The anti-settlement monitoring group Peace Now says that Israel this week advanced plans for the new units. The German Foreign Ministry called Thursday for Israel to refrain from going ahead with the plans.
The ministry says new "settlements are not the only obstacle to a two-state solution, but each new housing unit consolidates a one-state reality in which the Palestinians are denied the ability to fully exercise their political rights."
Germany is an important Israel ally and also enjoys good relations with the Palestinians. It has long supported the two-state solution and spoken out against new settlements.
An Israeli anti-settlement monitoring group says Israel has advanced plans this week to build nearly 3,000 new homes in the West Bank — eclipsing the number of homes that were approved during all of last year.
Peace Now says in a report that the homes are at various stages of approval and that some are in isolated settlements deep inside the West Bank.
In all, it says 6,742 settlement homes have been advanced this year, compared with 2,629 last year and 1,982 the year before.
The Palestinians and most of the international community consider settlements illegal obstacles to peace. Israel and the Obama administration frequently feuded over settlement construction.
President Donald Trump has taken a different position, urging some restraint but not a complete halt to construction.
President Donald Trump's special Mideast envoy says if Hamas wants to play a role in any Palestinian government it must renounce violence and commit to peaceful negotiations with Israel.

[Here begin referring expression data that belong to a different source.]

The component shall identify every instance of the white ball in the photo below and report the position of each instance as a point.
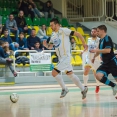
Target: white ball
(14, 97)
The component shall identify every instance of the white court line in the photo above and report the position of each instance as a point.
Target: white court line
(41, 86)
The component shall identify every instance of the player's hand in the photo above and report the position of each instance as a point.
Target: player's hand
(93, 60)
(85, 47)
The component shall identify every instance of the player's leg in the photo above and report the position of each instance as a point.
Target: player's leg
(97, 82)
(77, 82)
(86, 75)
(95, 66)
(102, 76)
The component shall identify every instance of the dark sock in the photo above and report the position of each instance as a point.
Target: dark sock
(106, 81)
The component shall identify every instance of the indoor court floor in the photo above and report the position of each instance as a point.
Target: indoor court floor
(45, 102)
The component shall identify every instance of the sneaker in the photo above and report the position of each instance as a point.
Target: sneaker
(114, 90)
(97, 89)
(64, 92)
(84, 93)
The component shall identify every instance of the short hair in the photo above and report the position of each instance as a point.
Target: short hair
(102, 27)
(55, 20)
(37, 42)
(94, 28)
(1, 42)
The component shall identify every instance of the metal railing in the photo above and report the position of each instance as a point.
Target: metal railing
(45, 51)
(82, 9)
(91, 9)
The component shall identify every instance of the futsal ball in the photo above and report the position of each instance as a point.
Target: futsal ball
(14, 97)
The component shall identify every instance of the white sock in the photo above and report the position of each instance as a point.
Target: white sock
(85, 79)
(76, 80)
(60, 81)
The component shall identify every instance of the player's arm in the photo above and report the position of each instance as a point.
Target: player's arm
(47, 45)
(96, 54)
(103, 51)
(77, 34)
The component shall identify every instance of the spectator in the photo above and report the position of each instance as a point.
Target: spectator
(24, 6)
(7, 38)
(38, 47)
(32, 39)
(74, 46)
(34, 9)
(42, 33)
(4, 60)
(21, 23)
(73, 43)
(22, 41)
(11, 25)
(48, 9)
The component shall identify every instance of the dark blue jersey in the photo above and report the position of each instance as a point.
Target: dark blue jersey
(106, 42)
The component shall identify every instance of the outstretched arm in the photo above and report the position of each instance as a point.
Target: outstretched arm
(48, 46)
(82, 39)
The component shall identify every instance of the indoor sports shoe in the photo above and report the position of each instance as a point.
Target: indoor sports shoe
(84, 93)
(64, 92)
(97, 89)
(114, 90)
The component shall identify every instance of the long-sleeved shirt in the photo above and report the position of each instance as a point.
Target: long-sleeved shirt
(7, 39)
(3, 54)
(21, 22)
(11, 24)
(41, 33)
(22, 43)
(32, 40)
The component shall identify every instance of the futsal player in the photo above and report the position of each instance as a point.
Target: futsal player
(93, 42)
(60, 40)
(109, 65)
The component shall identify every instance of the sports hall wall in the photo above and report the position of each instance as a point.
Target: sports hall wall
(46, 78)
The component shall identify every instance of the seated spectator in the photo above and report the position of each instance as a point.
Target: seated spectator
(33, 7)
(73, 43)
(22, 41)
(21, 23)
(38, 47)
(32, 39)
(7, 38)
(23, 5)
(11, 25)
(48, 9)
(42, 33)
(4, 58)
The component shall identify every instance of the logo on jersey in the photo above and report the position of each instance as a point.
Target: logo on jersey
(56, 42)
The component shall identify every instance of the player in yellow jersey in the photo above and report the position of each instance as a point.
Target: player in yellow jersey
(61, 42)
(93, 42)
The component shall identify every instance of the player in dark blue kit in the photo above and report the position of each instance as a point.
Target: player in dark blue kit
(109, 61)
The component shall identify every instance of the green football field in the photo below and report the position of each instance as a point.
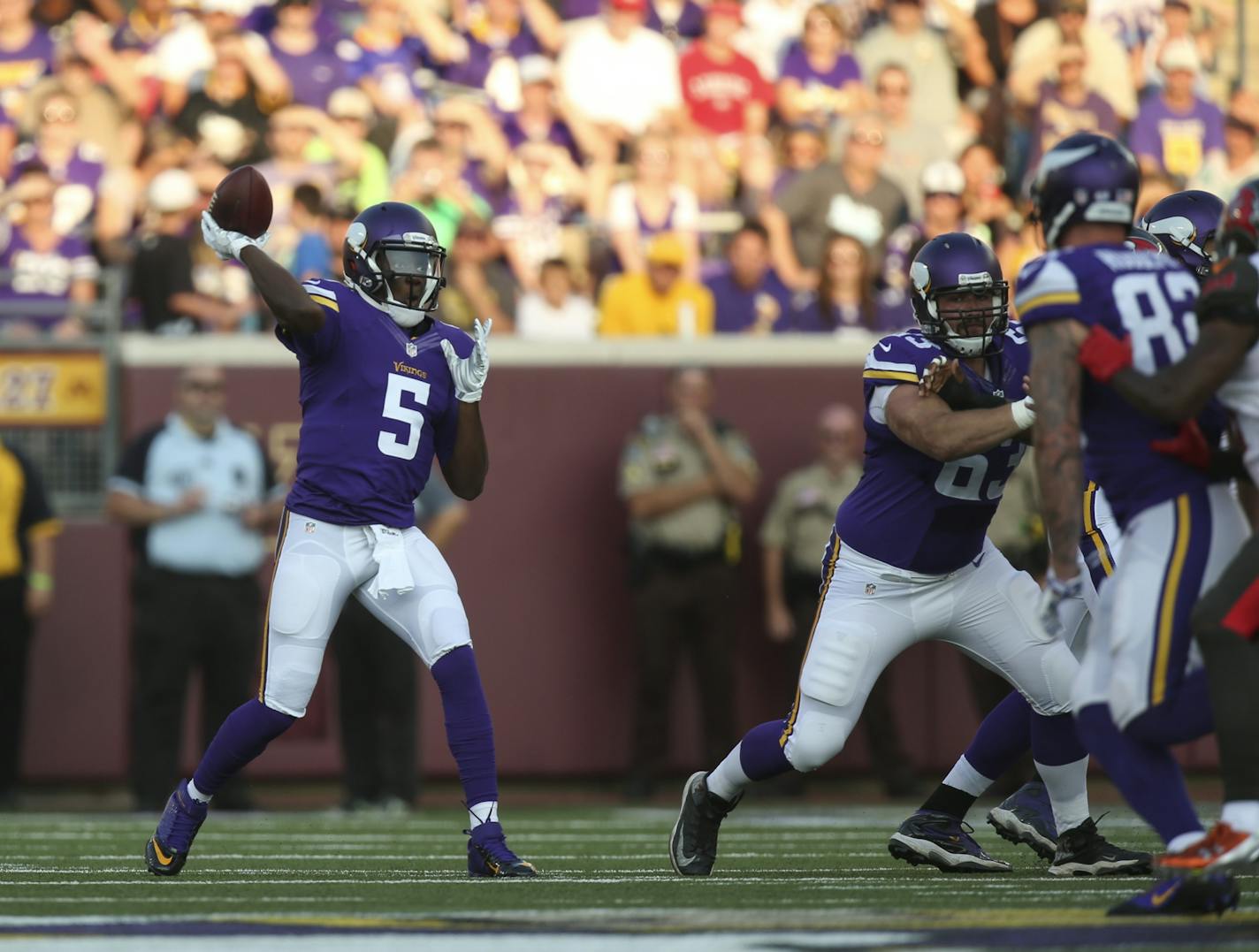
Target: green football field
(790, 877)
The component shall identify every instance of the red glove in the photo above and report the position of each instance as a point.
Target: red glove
(1187, 446)
(1103, 354)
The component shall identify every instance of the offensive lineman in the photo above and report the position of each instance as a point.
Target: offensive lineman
(385, 388)
(1141, 685)
(909, 560)
(1226, 621)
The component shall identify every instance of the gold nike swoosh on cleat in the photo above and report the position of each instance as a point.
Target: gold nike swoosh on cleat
(161, 857)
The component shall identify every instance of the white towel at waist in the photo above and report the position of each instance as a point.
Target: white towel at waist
(391, 557)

Jason Greenblatt's statement Thursday was the first American comment on the advancing reconciliation efforts between the rival Palestinian Fatah and Hamas factions, and echoed Israeli demands.
Greenblatt says Hamas must meet the international demands to recognize Israel and accept previous agreements with it. He says "it must accept these basic requirements" to take part in government. Hamas has always refused similar demands in the past.
Under Egyptian auspices, the Palestinian factions last week announced a preliminary agreement and have formed committees to sort out unresolved issues, most notably who will control Hamas' massive weapons arsenal. Talks continue with Fatah.